In Sri Lanka’s deeply-politicised public system, top posts are often decided by politicians. Ministry secretaries, for example, are appointed by the Minister and during every Cabinet reshuffle a fresh set of appointments are made, undermining the independence of public servants.
The Financial Regulations and Administrative Regulations assume that ministry secretaries have the power to make independent decisions when they simply do not because their jobs are in the hands of politicians. This leads to negligence and in some instances blatant collaboration with corrupt practices because public servants do not have the freedom to speak out.
President Maithripala Sirisena’s assurance this week that his Government will uphold the Right to Information is hollow when viewed in this context. If even teachers have to resort to the Supreme Court to retain their jobs, then what is the guarantee other public servants have that they will be protected?
Why is it that the Government, having come to power promising good governance, is so reluctant to introduce whistle blower protection and give fair hearing to public officials? Why is it not possible to empower public officials? Why should they not act as policy watchdogs? Why should their careers be under the power of politicians?

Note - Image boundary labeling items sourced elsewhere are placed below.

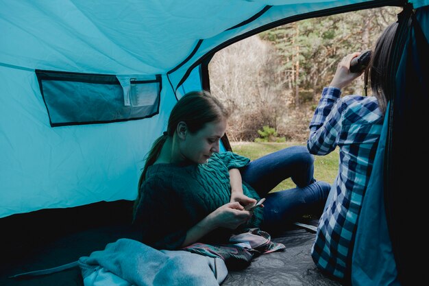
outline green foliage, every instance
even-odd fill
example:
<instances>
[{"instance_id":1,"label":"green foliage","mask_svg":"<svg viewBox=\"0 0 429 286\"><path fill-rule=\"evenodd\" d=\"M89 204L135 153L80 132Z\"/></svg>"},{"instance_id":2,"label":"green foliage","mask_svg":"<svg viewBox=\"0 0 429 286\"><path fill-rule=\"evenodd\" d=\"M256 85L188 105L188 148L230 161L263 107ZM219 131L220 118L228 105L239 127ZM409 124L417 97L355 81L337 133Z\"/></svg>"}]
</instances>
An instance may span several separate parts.
<instances>
[{"instance_id":1,"label":"green foliage","mask_svg":"<svg viewBox=\"0 0 429 286\"><path fill-rule=\"evenodd\" d=\"M281 69L289 83L286 86L321 91L332 80L336 63L348 53L372 48L401 10L382 7L305 19L265 31L260 36L281 56ZM357 88L361 84L354 84ZM304 95L299 95L302 102Z\"/></svg>"},{"instance_id":2,"label":"green foliage","mask_svg":"<svg viewBox=\"0 0 429 286\"><path fill-rule=\"evenodd\" d=\"M286 138L278 137L275 129L265 126L262 130L258 130L258 133L260 138L255 139L255 142L285 142Z\"/></svg>"},{"instance_id":3,"label":"green foliage","mask_svg":"<svg viewBox=\"0 0 429 286\"><path fill-rule=\"evenodd\" d=\"M249 158L253 160L269 153L280 150L293 145L303 145L304 143L254 143L254 142L231 142L232 151L235 153ZM315 178L332 184L338 174L339 152L338 148L325 156L315 156ZM292 180L287 179L280 183L272 191L295 188L296 186Z\"/></svg>"}]
</instances>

As public servants they exist to work in public interest, not protect political agendas.
Governments have a responsibility to facilitate whistleblowing and in so doing protect public interest whistle-blowers. Laws which recognise the right of those who act in the public interest not to suffer harm or threats of harm and which build on the democratic principles of free speech and freedom of information are critical. They provide individuals a safe alternative to the silence that allows negligence and wrongdoing to take root.
Whistleblower protection also offers an important alternative to anonymous leaks – a form of self-preservation which can compromise both the public interest and the whistleblower. International instruments on whistleblower protection have, for the most part, recognised the importance of having whistleblower protection laws in place as part of an effective anti-corruption framework. Legislation provides a good foundation on which to develop legal and institutional frameworks to facilitate whistleblowing and protect whistle-blowers for a wider category of public interest information.
While it is incumbent on governments to facilitate safe and effective channels for whistleblowing and to protect whistle-blowers, civil society has a complementary role in advocating for the protection of those who come forward to safeguard the public interest, particularly when it challenges Government authority. An engaged civil society can ensure that the legal and practical responses to whistleblowing are effective and appropriately applied over the long term.
A Government that wishes to view itself as genuinely accountable needs to stop crushing its dissenters. Passing Right to Information (RTI) and other legislation is moot if implementation is undermined and an officials right to stand up for what is right is compromised by petty politics.